#Pflege: Schüleranleitung

Aus den konkreten Erfahrungen der letzten Tage möchte ich heute mal über ein Thema sprechen, das ich zweischneidig betrachte.

Ich freue mich grundsätzlich sehr über jeden, der sich entschließt, die Pflegeausbildung zu absolvieren. Dass wir Nachwuchs an Fachkräften brauchen, ist schließlich kein Geheimnis.
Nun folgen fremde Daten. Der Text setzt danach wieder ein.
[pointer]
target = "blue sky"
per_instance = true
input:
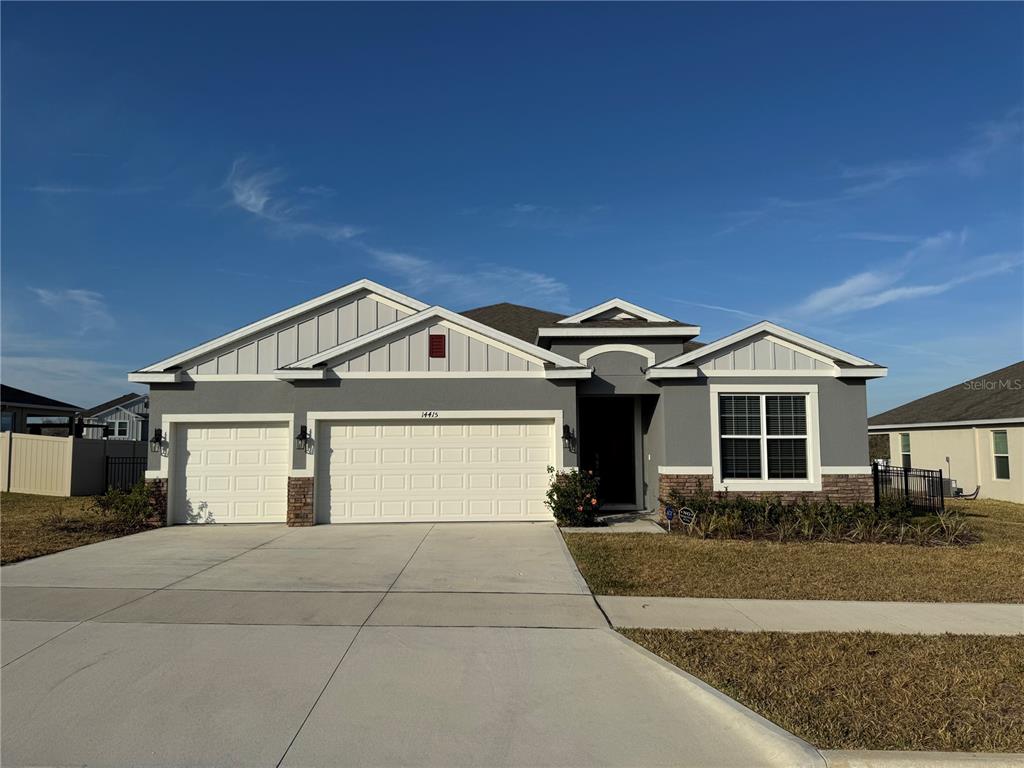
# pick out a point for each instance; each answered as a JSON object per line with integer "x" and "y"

Nun hatte ich in den letzen Tagen die konkrete Aufgabe, unseren Schüler in den Aufgabenbereich der Schichtleitung einzuarbeiten. Sprich, neben der Pflege der Bewohner Medikamente vorbereiten und verabreichen, Bestellungen, Schriftkram erledigen, Arztvisiten begleiten, den Schichtablauf organisieren, etc. Er sollte das alles unter meiner Anleitung und Aufsicht erledigen. War auch alles kein größeres Problem. Mit ein bisschen Hilfe hat er das unter Berücksichtigung seiner fehlenden Erfahrung ganz gut gemacht. Hätte er sich total verrannt im Stress, hätte ich natürlich eingegriffen, aber dass er anfangs für alles etwas länger braucht, weil er alles genau nachlesen muß, ist völlig normal und das werte ich eher positiver als wenn er schlampig gearbeitet hätte, weil er schnell alles hinter sich bringen will. Am ersten Tag hab ich ihn noch in diversen Dingen unterstützt und Aufgaben abgenommen, aber später hat er das ganz gut selbst hingekriegt. Nur ans Telefon bin ich immer selbst gegangen, immer mit dem Hinweis, dass das jetzt eigentlich seine Aufgabe wäre und ich sah seinen Schweiß auf der Stirn. Aber ich wollte ihn zu Anfang noch nicht überfordern.
Insofern also alles gut und schön.

Aber jeder, der Ahnung von der Materie hat, weiß, wie selten es der Fall ist, dass Schüler und ihre Mentoren so viel Zeit haben, dass sie diverse Aufgaben gemeinsam in Ruhe durcharbeiten können. Ich erinnere mich an meine eigene Ausbildung, dass ich nicht den Luxus hatte, unter helfenden Adleraugen eine ganze Schicht zu organisieren, um den Ablauf der Schichtleitung kennenzulernen.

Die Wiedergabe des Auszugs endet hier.